The Fencing Lesson – Cues

The Fencing Lesson – Cues

Teaching fencers to fence has as its basic purpose the preparation of an athlete for competition. To achieve that purpose the fencing lesson should use triggers for action that resemble those that the fencer will encounter as opponents’ actions on the strip. These triggers are known as cues.

Cues can be delivered with a number of different stimuli:

(1) Blade – the classic cue is a blade cue. Opening the line to trigger a straight thrust, pressing the blade to trigger a disengage, circular attempts to take the blade to trigger a counterdisengage, a specific parry against a simple action to trigger the compound attack, etc. Blade cues must be presented realistically in speed, range of motion, and blade position so that the student has a correct picture of the conditions that make his action possible in competition.

Two factors must be considered in blade cueing. The first is a realistic height for the blade. Inexperienced coaches tend to stick the arm straight out from the shoulder in the more relaxed coaching position. This results in a blade too high to accurately simulate the height of the blade in most lunges, and makes some actions, for example a direct riposte, almost impossible. The blade should be presented at the actual height that the student will experience in the lunges of typical competitors.

Second, the instructor does not need to lunge. In the course of a full day of teaching the instructor may have to simulate thousands of lunges. A simple step forward with the blade at the correct height does the job.

(2) Movement – footwork is the most realistic cue to trigger appropriate footwork on the part of the student. For example, if the intent is to cue an advance lunge, the instructor should initiate a step back on the start of the student’s extension. Because footwork is one of the first parts of the lesson that can be released to the student, the instructor must be able to cue appropriate student actions by being able to recognize footwork traps and graciously fall into them.

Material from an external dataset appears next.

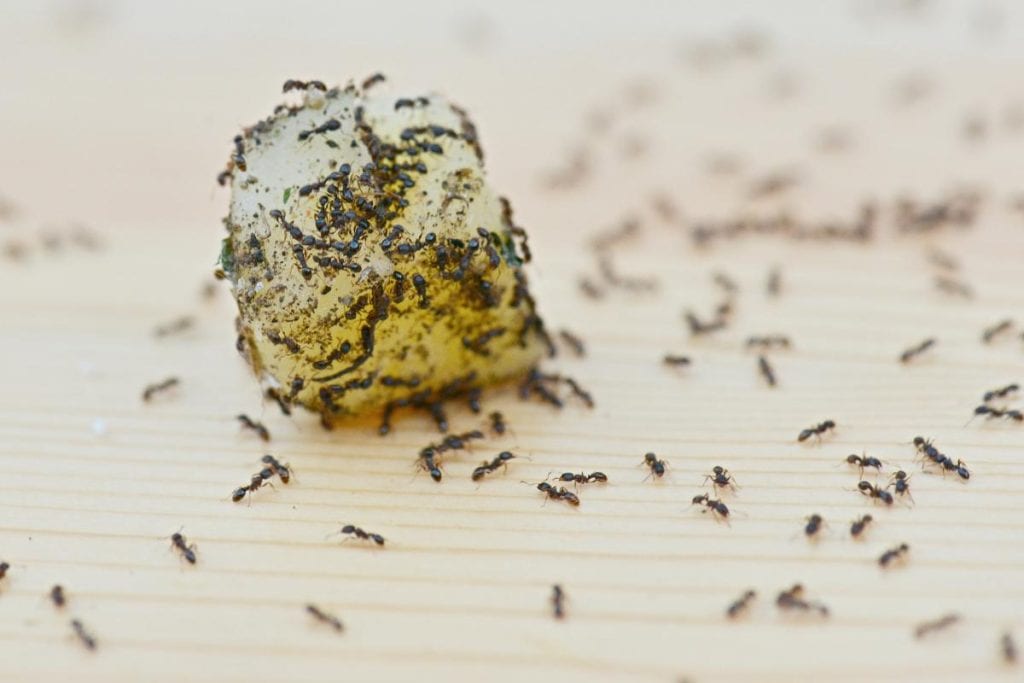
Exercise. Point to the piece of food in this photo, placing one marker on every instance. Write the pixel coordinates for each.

(3) Rhythm – hanging rhythm and speed of bladework or footwork may cue the student to accelerate or decelerate actions. Accelerating actions on the part of the instructor cue the student to increase her speed. A predictable speed cues the student to either be faster or slower in delivering actions. And if the student is in control of footwork and timing in the lesson, the instructor’s matching speed with preparatory action, cues the student to accelerate on the attack.

(4) Tactics – tactical changes are one of the best cues an instructor has to teach tactical decision making and eyes open fencing. Changing a parry, changing the attack, executing stop hits, all combined with changes in movement patterns, all force students to select a new technique and a new footwork combination. For example, the classic cue set to trigger a change from simple attacks to compound attacks is to parry the simple attack with a step back. Now the student must use an advance with the feint to both draw the parry and control the distance for the final lunge with the actual attacking movement. At the same time the cue has given the student sufficient space and tempo to make the action work.

The Master should not use cues solely as a part of the individual lesson. In drills students use the same cues to trigger their drill partner’s actions. The tendency of fencers is to regard this as something you have to do to make the drill work. This is a shortsighted waste of a valuable training opportunity. When we use cues we are attempting to produce a predictable reaction by the student. That is exactly what an invitation attempts to do. It is important to teach fencers that one fencer is practicing an action, and the other fencer is practicing the invitation that will produce that action.

When we wanted students to perform a specific action, we used to command that action orally. Unfortunately, the opponent has absolutely no interest in commanding our students to do successful actions on the strip. This means that the fencing coach must have a full range of cuing actions available for application in lessons from beginner to elite level.